Holly Smith, a 32-year-old marketing professional from Colchester, Essex, is leveraging a free app called Sprive to accelerate her mortgage repayment journey and simultaneously save on her Christmas shopping. Along with her husband, Ben, they typically overpay their mortgage by £150 each month, contributing to a total monthly payment of £1,450. Sprive connects to their bank account and facilitates direct payments to their mortgage lender, simplifying the overpayment process. The app’s flexibility allows them to adjust the overpayment amount each month based on their financial capacity, working within pre-set minimum and maximum limits. This adaptable approach has allowed them to overpay up to £300 during financially comfortable months and reduce the overpayment amount during periods of tighter finances, such as Holly’s maternity leave.
Sprive offers a cashback feature that further enhances Holly’s savings strategy. By purchasing digital shopping cards through the app from participating retailers like major supermarkets, Primark, Halfords, IKEA, M&S, and even food delivery services like Deliveroo and Uber Eats, Holly earns cashback that directly contributes to her mortgage overpayments.
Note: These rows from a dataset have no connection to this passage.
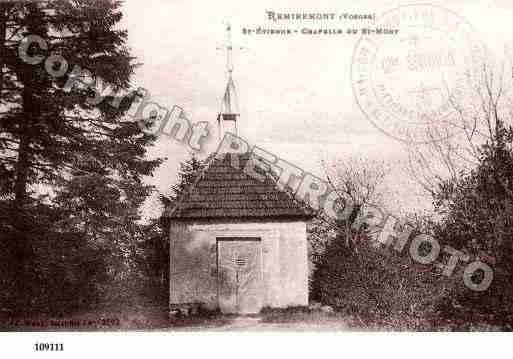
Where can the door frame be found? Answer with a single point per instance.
(243, 238)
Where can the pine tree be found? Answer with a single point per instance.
(84, 153)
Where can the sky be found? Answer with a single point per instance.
(295, 94)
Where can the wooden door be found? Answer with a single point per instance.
(239, 275)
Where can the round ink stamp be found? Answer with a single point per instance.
(412, 84)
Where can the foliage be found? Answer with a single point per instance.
(71, 167)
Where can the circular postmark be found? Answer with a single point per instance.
(412, 86)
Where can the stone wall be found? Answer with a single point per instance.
(284, 261)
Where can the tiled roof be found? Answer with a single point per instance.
(226, 191)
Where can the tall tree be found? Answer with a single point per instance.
(66, 141)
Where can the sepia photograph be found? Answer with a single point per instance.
(254, 169)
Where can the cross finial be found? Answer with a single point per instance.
(228, 47)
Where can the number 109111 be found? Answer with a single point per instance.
(48, 347)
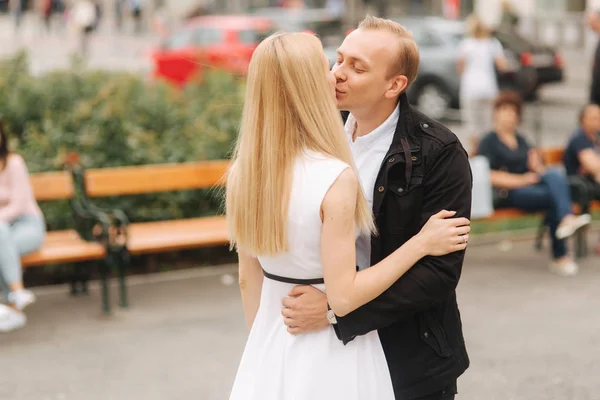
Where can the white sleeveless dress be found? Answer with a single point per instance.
(316, 366)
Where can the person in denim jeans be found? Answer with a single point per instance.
(22, 231)
(521, 179)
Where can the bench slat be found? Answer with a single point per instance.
(154, 237)
(154, 178)
(52, 185)
(64, 247)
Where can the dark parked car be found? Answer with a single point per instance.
(437, 86)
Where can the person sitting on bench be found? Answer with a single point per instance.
(521, 180)
(22, 231)
(582, 155)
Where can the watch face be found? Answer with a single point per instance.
(331, 317)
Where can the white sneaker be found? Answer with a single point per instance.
(21, 298)
(568, 268)
(569, 228)
(11, 319)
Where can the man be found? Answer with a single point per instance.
(582, 156)
(410, 167)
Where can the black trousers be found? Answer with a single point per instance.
(448, 393)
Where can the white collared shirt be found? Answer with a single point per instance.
(368, 152)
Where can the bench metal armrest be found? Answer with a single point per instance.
(580, 192)
(108, 226)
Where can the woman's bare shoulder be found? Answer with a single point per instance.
(343, 190)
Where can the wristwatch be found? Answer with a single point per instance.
(331, 316)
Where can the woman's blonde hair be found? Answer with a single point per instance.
(288, 108)
(476, 27)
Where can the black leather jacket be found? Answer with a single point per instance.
(425, 170)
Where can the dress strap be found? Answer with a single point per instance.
(294, 281)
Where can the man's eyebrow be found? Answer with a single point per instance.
(357, 59)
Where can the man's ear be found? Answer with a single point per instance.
(398, 85)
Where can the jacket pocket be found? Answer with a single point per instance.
(403, 209)
(433, 334)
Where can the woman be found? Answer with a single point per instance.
(479, 56)
(522, 181)
(294, 209)
(22, 227)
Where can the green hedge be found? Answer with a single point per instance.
(116, 119)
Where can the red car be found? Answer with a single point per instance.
(225, 42)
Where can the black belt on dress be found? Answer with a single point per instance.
(294, 281)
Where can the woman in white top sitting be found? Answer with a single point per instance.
(479, 55)
(22, 231)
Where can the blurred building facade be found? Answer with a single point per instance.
(555, 22)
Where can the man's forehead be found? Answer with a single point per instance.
(368, 45)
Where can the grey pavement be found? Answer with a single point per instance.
(530, 335)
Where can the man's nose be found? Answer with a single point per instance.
(338, 72)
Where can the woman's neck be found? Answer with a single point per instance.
(505, 132)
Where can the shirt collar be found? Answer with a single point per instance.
(387, 127)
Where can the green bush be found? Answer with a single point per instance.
(116, 119)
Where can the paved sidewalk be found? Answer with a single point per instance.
(531, 336)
She strategically buys vouchers for the exact amount she plans to spend, avoiding leftover balances. Utilizing this feature for her regular shopping, including groceries and coffee shop visits, generates approximately £10 in cashback each month. Holly highlights the convenience of purchasing vouchers in small denominations, allowing for savings even on minor purchases.
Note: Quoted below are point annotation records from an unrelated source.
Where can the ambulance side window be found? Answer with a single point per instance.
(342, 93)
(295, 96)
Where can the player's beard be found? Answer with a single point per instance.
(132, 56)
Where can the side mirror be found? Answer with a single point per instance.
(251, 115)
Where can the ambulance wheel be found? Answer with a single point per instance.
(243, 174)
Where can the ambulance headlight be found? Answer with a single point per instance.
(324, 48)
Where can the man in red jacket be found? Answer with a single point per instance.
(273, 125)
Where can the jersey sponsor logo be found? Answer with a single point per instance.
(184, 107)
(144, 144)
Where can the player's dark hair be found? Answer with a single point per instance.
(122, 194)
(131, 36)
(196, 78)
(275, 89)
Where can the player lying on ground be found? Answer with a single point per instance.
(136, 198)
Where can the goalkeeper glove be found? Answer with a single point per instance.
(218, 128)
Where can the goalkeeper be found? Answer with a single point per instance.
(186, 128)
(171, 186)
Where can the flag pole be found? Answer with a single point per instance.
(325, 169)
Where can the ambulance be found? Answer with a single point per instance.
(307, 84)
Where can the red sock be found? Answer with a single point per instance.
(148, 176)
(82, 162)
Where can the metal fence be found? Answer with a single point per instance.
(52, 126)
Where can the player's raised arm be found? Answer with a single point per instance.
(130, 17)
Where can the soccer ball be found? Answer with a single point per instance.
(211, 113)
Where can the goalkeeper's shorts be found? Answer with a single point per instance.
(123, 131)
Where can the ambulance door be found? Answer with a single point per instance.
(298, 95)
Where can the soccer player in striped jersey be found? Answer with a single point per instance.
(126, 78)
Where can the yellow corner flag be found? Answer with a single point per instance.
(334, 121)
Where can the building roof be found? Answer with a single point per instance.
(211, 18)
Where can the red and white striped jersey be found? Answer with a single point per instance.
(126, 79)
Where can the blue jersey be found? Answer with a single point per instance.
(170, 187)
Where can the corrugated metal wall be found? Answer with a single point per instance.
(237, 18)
Beyond everyday expenses, Holly has extended her Sprive usage to Christmas shopping, particularly for her two-year-old son. By purchasing gifts through the app from retailers like Argos, Sainsbury’s, John Lewis, M&S, and Not On The High Street, she estimates generating up to £20 in cashback specifically from Christmas purchases. This strategic approach, coupled with spreading out her Christmas shopping over several months, maximizes her cashback earnings and further reduces her mortgage burden. The accumulated cashback from both regular shopping and Christmas purchases has already helped shave a noticeable amount off her mortgage term.
Holly and Ben’s diligent efforts, combined with Sprive’s features, are significantly impacting their financial goals. Since taking out a 35-year mortgage of around £255,999 in 2018, they have overpaid more than £4,500, putting them on track to become mortgage-free by 2046, a significant 9 years ahead of schedule. Moreover, they project saving an impressive £51,000 in interest payments over the life of the loan. Holly enthusiastically recommends Sprive to anyone considering making overpayments, particularly highlighting the convenience and versatility of the voucher feature. The app’s ability to link directly to bank accounts, set spending limits, and facilitate easy withdrawals adds to its appeal.
Before embarking on a mortgage overpayment strategy, it is crucial to consult with your lender about their specific terms and conditions. Some lenders may impose restrictions on overpayments, including potential fees for exceeding certain thresholds. Knowing the details of your mortgage agreement, such as permissible overpayment amounts and any associated fees, is essential for avoiding penalties. Holly utilizes Sprive to track her overpayments and stay within her allowed 10% annual limit, avoiding any financial penalties.
Beyond tracking overpayments, Sprive offers additional features to support users on their mortgage journey. The app provides visibility into the user’s current loan-to-value (LTV) ratio and progress towards lower LTV thresholds, offering motivation. It also scans the market daily for optimal mortgage deals and connects users with brokers if they choose to refinance. While Sprive offers a convenient platform for overpayments and cashback, it is important to consider potential trade-offs, such as the possibility of forgoing retailer loyalty points when earning cashback through the app. Furthermore, assessing the relative benefits of overpaying a mortgage versus accumulating interest in a savings account is crucial, especially in a fluctuating interest rate environment.
Overpaying a mortgage can significantly reduce the total interest paid and shorten the loan term, offering long-term financial benefits. However, it is essential to prioritize high-interest debts, such as credit card balances, and maintain an emergency fund before allocating funds to mortgage overpayments. It’s crucial to remember that overpayments typically cannot be reversed. Therefore, careful financial planning and consideration of individual circumstances are paramount before implementing a mortgage overpayment strategy.